Figure 6.

FA localization and cytoskeleton association of CH-ILKBP. (A–F) Subcellular localization of CH-ILKBP. Primary rat mesangial cells were stained with mouse anti–CH-ILKBP antibody 1D4 and rabbit anti-FAK antibodies (A and B) or anti–CH-ILKBP antibody 1D4 and phalloidin (C and D). We have also stained IEC18 rat intestinal epithelial cells, CHO cells, and mouse C2C12 cells with anti–CH-ILKBP antibodies and found that CH-ILKBP localizes to FA in these cells as well.

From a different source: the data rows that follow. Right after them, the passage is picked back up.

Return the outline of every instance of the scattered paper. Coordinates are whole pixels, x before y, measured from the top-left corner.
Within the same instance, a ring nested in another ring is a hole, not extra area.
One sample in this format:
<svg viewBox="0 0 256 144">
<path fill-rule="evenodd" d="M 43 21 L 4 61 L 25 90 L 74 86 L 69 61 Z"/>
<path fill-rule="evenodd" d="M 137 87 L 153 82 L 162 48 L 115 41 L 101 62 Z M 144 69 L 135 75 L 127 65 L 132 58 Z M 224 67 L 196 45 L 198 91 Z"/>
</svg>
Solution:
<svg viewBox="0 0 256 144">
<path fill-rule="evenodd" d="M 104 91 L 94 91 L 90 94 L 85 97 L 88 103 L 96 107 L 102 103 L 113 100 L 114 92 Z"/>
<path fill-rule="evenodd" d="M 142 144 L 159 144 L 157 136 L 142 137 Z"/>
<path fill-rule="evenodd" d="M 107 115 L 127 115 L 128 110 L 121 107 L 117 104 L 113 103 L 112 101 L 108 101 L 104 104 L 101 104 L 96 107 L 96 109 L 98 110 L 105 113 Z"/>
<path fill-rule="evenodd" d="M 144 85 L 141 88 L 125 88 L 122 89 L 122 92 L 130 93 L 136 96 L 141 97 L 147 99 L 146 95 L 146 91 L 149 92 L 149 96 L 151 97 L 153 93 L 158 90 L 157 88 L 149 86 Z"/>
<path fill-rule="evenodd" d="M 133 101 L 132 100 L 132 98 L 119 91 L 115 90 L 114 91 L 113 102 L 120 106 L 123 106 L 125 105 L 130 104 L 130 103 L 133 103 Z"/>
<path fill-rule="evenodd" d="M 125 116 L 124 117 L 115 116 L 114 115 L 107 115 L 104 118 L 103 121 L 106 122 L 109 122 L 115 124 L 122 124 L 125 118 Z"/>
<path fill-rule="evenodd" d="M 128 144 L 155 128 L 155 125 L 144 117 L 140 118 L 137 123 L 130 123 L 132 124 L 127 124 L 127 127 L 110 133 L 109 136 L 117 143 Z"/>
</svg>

Immunofluorescence images of IEC18 cells stained with mouse anti–CH-ILKBP antibody 1D4 (E) and rabbit anti–β-catenin antibody (F). (G–I) Association of CH-ILKBP with Triton X-100–insoluble cytoskeleton fractions. CH-ILKBP, FAK, and p44/42 ERK in the Triton X-100–soluble and –insoluble fractions were detected by Western blotting with anti–CH-ILKBP antibody 3B5 (G), anti-FAK antibody (H), and anti-p44/42 ERK antibody (New England Biolabs, Inc.) (I), respectively. Bar, 5 μm.